El Evangelio tiene como centro el anuncio del Reino de Dios, que se inaugura en la persona de Jesús. El Reino habrá de ser el tesoro de nuestras vidas por el cual dejemos todo cuanto tenemos (Mt 13,44). ¿Pero es realmente la construcción del Reino de Amor lo que nos ocupa en la vida?
Amor, Justicia y Evangelio
Los hechos acontecidos recientemente en Ayotzinapa, Guerrero (México) son un tremendo grito de justicia, por lo que siguiendo la reflexión acerca del modo como asumimos o no el Evangelio, hemos de preguntarnos también por este pilar de la vida cristiana.
La Escritura está llena de llamados a la justicia, especialmente en los libros de los profetas. Felicísimo Martínez, en su libro ¿Ser cristiano hoy?, escribe: «El Reino de Dios es inconcebible al margen de la justicia», porque hacer justicia no es un acto de caridad, sino obligación de todos los hombres.
Ahora bien, la justicia evangélica está fundada en el amor, el perdón y la misericordia. Todo discípulo de Jesús habrá de apropiarse estas posturas y comprometerse con ellas, tomárselas en serio. Jesucristo siempre se mostró favorable ante los pobres, oprimidos, marginados, ante quienes más sufrían.
Pongámoslo así: Si todos somos hijos de Dios, entonces, somos todos hermanos en Cristo. ¿Pero en qué familia amorosa se permite que alguno de los hermanos padezca hambre, frío, o que su dignidad sea violada? ¿Es que nos tomamos en serio esto de ser en verdad hermanos en Cristo unos de otros?
Pienso que la mayor fuerza de transformación con la que cuenta la Iglesia son los laicos, inmersos en el mundo. Pero como laicos, ¿vivimos o no vivimos según la fe? ¿vivimos o no vivimos según el Espíritu de Dios, fiándonos de su providencia y luchando por su Reino?
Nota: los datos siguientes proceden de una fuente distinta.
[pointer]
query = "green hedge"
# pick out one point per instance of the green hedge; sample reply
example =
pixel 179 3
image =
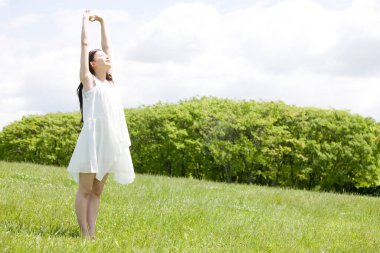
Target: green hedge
pixel 268 143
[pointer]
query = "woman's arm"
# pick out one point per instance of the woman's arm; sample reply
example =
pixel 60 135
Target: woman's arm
pixel 104 38
pixel 84 73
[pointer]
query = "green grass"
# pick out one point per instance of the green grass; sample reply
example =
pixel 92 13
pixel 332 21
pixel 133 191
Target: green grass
pixel 161 214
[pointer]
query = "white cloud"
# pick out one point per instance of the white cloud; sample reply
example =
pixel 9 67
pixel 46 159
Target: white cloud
pixel 297 51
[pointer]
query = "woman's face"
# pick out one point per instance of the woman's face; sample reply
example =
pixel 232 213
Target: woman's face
pixel 101 60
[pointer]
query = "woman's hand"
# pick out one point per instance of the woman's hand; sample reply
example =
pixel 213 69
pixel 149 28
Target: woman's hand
pixel 95 17
pixel 92 17
pixel 87 15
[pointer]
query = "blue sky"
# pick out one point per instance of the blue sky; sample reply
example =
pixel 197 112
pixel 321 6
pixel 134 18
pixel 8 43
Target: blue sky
pixel 303 52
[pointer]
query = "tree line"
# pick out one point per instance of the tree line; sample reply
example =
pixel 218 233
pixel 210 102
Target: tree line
pixel 234 141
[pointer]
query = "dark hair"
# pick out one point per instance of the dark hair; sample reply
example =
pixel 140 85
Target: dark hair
pixel 91 57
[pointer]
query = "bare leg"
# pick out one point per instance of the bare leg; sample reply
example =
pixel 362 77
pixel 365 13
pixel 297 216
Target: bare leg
pixel 81 201
pixel 93 204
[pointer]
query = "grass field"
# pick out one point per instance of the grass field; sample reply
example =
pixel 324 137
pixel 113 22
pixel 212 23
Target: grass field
pixel 162 214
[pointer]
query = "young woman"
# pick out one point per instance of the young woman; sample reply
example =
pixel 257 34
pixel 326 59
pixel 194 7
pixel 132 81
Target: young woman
pixel 103 143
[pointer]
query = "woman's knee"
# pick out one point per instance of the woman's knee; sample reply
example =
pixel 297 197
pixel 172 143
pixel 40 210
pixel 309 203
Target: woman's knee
pixel 86 184
pixel 98 186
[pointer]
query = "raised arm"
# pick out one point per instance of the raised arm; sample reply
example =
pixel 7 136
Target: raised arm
pixel 84 73
pixel 104 38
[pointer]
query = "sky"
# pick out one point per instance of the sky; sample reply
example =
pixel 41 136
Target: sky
pixel 318 53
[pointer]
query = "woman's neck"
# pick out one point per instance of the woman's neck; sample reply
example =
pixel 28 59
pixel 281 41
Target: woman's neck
pixel 101 76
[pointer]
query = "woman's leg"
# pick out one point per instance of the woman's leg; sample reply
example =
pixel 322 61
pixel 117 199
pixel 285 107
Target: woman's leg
pixel 93 204
pixel 81 201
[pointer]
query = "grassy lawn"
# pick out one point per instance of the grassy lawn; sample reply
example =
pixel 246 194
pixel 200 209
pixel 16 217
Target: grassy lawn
pixel 162 214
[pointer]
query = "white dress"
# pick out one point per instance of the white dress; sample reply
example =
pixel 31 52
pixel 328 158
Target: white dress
pixel 103 143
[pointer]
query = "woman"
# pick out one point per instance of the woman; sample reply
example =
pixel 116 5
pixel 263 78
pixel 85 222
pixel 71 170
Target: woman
pixel 103 143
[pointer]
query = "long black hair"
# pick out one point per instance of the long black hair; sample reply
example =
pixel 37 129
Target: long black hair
pixel 91 57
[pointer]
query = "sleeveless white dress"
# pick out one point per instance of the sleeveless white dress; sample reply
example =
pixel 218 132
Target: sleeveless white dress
pixel 103 143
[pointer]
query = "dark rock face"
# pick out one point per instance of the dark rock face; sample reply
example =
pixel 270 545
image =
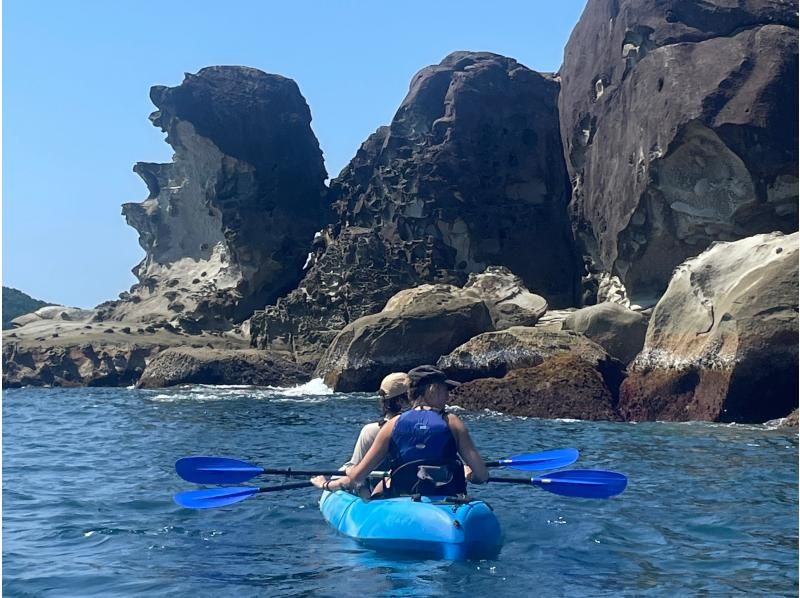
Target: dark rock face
pixel 562 386
pixel 619 330
pixel 722 344
pixel 398 339
pixel 218 366
pixel 468 174
pixel 228 224
pixel 679 120
pixel 495 354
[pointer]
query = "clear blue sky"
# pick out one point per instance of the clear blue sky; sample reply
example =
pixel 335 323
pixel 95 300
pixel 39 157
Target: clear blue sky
pixel 76 78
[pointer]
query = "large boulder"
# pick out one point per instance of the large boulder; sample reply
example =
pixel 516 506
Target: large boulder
pixel 75 365
pixel 468 174
pixel 220 366
pixel 228 225
pixel 679 121
pixel 53 312
pixel 722 344
pixel 562 386
pixel 509 302
pixel 495 354
pixel 401 338
pixel 617 329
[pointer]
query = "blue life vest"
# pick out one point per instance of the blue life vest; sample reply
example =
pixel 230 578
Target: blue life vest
pixel 423 434
pixel 420 438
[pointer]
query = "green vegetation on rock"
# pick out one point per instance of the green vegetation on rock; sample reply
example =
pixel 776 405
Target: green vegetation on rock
pixel 17 303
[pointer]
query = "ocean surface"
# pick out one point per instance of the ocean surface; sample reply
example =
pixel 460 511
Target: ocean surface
pixel 88 479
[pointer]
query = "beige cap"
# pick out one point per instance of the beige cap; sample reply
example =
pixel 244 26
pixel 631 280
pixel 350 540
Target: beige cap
pixel 394 385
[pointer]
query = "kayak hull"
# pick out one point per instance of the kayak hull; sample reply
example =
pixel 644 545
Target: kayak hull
pixel 429 528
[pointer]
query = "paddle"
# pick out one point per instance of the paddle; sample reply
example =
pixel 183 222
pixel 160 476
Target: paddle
pixel 553 459
pixel 584 483
pixel 219 497
pixel 223 470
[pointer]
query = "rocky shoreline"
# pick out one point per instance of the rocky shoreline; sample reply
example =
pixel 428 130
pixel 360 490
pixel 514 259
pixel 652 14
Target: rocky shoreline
pixel 615 241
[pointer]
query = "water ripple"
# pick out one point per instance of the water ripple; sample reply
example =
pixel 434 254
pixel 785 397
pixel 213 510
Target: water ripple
pixel 88 479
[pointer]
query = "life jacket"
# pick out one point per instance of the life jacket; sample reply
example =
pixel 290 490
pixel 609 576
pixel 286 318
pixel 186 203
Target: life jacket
pixel 423 456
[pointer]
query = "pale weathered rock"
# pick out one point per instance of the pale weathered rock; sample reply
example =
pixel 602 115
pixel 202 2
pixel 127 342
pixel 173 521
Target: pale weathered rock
pixel 562 386
pixel 722 344
pixel 509 302
pixel 617 329
pixel 76 365
pixel 468 175
pixel 54 312
pixel 399 339
pixel 228 224
pixel 679 121
pixel 221 366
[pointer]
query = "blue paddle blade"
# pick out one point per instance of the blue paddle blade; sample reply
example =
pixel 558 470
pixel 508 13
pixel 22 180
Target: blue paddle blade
pixel 214 497
pixel 585 483
pixel 553 459
pixel 215 470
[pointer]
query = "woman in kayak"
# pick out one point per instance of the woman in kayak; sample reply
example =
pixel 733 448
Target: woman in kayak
pixel 423 445
pixel 393 394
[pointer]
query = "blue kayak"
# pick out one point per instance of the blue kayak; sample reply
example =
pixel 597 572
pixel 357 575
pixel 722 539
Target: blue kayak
pixel 429 528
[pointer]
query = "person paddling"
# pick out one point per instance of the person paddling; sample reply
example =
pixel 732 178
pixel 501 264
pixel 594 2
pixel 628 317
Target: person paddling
pixel 423 445
pixel 393 394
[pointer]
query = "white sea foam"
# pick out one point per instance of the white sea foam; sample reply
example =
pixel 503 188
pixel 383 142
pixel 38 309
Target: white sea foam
pixel 315 387
pixel 312 391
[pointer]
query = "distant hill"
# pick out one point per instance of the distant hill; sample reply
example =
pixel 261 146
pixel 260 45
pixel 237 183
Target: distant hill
pixel 17 303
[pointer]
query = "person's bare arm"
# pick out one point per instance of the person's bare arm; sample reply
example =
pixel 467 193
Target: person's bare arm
pixel 362 469
pixel 467 450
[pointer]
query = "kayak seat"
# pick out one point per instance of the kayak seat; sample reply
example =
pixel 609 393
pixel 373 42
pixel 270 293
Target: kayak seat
pixel 427 478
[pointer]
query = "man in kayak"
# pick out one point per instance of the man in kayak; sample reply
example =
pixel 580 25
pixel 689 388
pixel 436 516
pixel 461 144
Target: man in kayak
pixel 393 394
pixel 423 445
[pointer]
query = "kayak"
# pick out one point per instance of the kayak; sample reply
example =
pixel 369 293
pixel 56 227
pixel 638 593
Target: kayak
pixel 433 527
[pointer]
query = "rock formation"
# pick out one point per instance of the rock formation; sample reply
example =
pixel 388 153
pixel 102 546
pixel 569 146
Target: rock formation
pixel 186 365
pixel 619 330
pixel 468 174
pixel 722 344
pixel 562 386
pixel 495 354
pixel 402 337
pixel 679 121
pixel 75 365
pixel 228 224
pixel 421 324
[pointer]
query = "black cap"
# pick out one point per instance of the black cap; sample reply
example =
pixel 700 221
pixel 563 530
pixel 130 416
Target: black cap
pixel 428 374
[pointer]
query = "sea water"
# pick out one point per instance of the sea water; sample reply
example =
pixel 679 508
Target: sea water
pixel 88 479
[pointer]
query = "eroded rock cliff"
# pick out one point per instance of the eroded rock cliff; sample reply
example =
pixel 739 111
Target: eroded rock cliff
pixel 679 121
pixel 722 344
pixel 468 174
pixel 228 224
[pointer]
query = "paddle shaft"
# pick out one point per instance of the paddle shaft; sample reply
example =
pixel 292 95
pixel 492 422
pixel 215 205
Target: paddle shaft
pixel 314 472
pixel 511 480
pixel 291 486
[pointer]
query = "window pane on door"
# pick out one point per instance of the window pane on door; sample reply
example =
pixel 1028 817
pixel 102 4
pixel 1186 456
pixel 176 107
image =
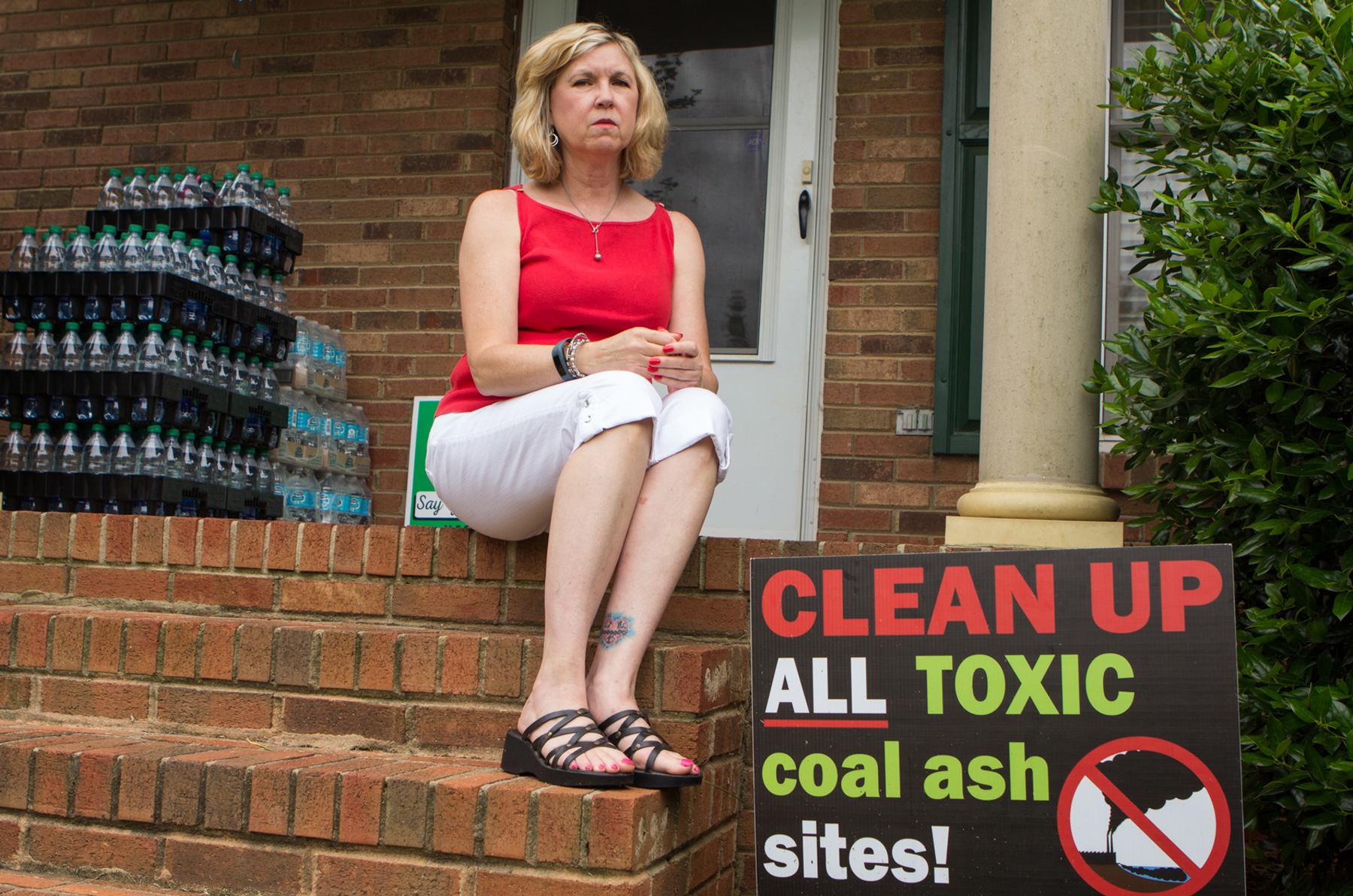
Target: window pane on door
pixel 712 65
pixel 717 177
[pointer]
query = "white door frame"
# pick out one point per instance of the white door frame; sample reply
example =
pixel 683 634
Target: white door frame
pixel 543 17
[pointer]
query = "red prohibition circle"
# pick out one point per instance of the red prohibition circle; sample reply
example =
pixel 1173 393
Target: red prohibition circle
pixel 1214 791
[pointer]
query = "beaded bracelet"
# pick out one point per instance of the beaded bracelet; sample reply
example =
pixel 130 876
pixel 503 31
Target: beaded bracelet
pixel 570 351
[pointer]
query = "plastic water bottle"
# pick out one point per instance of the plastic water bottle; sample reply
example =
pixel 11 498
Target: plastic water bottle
pixel 17 350
pixel 326 498
pixel 209 191
pixel 98 355
pixel 263 290
pixel 80 252
pixel 42 451
pixel 248 285
pixel 301 495
pixel 225 370
pixel 25 256
pixel 241 189
pixel 71 350
pixel 107 255
pixel 270 198
pixel 216 271
pixel 179 262
pixel 133 250
pixel 125 350
pixel 230 278
pixel 175 355
pixel 240 375
pixel 162 194
pixel 235 468
pixel 42 353
pixel 206 365
pixel 264 474
pixel 340 366
pixel 52 256
pixel 111 196
pixel 189 458
pixel 150 355
pixel 279 295
pixel 196 265
pixel 253 377
pixel 69 451
pixel 159 256
pixel 137 194
pixel 122 453
pixel 95 456
pixel 189 189
pixel 150 454
pixel 268 382
pixel 191 360
pixel 174 455
pixel 14 454
pixel 284 206
pixel 207 461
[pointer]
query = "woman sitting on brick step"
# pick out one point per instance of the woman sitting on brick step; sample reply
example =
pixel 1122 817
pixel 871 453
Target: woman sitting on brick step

Los cristianos, así pues, abandonados al Evangelio (¿hay otro modo de ser cristiano?) hemos de ser protagonistas de la construcción de realidades justas y garantía de justicia entre los hombres. Porque decirse cristiano e ignorar el sufrimiento de los más débiles es traicionar el Evangelio.
No debemos olvidar el ideal y apuntar hacia él. Como seres humanos somos pecadores, pero no por eso hemos de dejar de mirar hacia el ideal, porque el Reino ya está aquí, aunque sólo se manifestará en su integridad en la plenitud de los tiempos. Dejemos de culpar a otros y asumamos nuestro papel como miembros de la Iglesia; y que Dios nos libre de la comodidad de vivir una fe a nuestra manera y no asumir seriamente la radicalidad del Evangelio.